Readings: Exodus 16, Deuteronomy 8:3, John 6:1-58
It only took two months of wandering in the desolate wilderness, hungry and thirsty, for the newly freed Israelites to turn their eyes back toward Egypt. Slavery, at least, kept them fed.
So God offered them a bread from heaven called manna, with just one stipulation: They would gather only enough for one day at a time, except on the sixth day, when they would gather enough to last through the Sabbath rest. By faithfully stepping out each day to gather His provision, each and every evening they would "know that the LORD has brought you out of the land of Egypt; and in the morning you will see the glory of the LORD" (Exodus 16:6b-7a). This bread would sustain them as a people until they entered into the fruitful Promised Land forty years later.

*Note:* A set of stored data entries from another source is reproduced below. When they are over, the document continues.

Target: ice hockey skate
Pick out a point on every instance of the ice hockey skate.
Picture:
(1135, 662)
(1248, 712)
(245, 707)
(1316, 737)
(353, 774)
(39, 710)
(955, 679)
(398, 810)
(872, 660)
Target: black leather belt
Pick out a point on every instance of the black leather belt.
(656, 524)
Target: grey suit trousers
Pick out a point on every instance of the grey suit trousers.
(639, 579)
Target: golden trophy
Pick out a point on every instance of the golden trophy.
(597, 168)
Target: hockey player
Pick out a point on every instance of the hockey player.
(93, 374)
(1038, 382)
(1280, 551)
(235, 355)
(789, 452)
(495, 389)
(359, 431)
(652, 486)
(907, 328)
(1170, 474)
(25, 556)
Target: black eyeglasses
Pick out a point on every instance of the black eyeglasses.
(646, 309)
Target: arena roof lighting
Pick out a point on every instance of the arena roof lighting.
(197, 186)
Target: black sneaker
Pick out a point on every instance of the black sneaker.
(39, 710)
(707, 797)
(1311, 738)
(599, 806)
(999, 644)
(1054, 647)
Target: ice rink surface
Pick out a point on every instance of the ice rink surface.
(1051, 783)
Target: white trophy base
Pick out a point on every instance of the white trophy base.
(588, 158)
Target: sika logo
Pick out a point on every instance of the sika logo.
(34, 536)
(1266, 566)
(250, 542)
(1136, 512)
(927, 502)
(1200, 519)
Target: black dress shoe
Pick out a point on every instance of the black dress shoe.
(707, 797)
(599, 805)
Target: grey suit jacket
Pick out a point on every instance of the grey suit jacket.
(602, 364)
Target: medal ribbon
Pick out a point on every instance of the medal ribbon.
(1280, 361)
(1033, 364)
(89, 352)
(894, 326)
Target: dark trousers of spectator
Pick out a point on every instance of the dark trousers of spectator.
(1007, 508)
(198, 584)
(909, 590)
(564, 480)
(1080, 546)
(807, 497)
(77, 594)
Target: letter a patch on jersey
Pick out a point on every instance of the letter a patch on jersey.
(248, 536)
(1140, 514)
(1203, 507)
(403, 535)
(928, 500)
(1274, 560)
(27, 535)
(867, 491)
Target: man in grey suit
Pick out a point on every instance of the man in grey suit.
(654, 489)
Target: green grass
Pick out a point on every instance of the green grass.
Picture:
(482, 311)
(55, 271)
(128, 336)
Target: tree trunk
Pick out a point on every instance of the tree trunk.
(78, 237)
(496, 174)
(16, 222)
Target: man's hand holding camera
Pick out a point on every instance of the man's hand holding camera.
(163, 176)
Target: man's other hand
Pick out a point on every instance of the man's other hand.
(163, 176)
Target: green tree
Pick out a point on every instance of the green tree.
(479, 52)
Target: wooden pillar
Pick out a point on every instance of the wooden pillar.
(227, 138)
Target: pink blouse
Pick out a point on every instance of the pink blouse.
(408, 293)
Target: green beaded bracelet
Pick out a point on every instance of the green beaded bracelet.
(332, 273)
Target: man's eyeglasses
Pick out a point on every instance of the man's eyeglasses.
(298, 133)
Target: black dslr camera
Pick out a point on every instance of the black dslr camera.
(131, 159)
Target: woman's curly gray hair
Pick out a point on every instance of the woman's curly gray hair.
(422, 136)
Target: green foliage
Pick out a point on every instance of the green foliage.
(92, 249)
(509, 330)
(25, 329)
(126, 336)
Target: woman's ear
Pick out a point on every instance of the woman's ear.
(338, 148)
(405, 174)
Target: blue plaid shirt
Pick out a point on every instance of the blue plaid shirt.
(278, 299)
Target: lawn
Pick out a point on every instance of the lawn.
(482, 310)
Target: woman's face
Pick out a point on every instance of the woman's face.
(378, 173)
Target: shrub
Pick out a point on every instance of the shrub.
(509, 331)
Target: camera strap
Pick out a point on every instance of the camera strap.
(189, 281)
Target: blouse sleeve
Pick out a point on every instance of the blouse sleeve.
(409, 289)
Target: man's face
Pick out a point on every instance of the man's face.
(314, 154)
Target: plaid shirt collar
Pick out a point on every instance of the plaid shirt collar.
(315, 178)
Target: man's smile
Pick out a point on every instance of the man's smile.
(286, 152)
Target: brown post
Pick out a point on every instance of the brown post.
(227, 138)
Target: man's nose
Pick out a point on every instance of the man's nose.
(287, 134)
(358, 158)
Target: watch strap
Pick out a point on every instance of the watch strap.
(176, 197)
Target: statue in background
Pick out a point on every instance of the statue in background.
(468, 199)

Thousands of years later, near a little village called Capernaum on the shores of the Sea of Galilee, the Christ claimed for Himself the title, "Bread of Life" - much to the intrigue and outrage of those who knew the wilderness story so well.
The Bread of Life - much like the manna of old, He is neither a luxury nor an option; rather, He is what we need, and need desperately, lest we die - or worse, turn back to our captivity to be filled.
He is the sustenance that God faithfully gives us, each and every day, for the long journey between our earthly liberation and our heavenly Promised Land.
He offered Himself up once in death so that He could offer Himself to us daily in life - just enough for that day's need, and just for the ones who go out in faith every morning to receive Him.
"As the living Father sent Me, and I live because of the Father, so he who eats Me, he also will live because of Me. This is the bread which came down out of heaven; not as the fathers ate and died; he who eats this bread will live forever."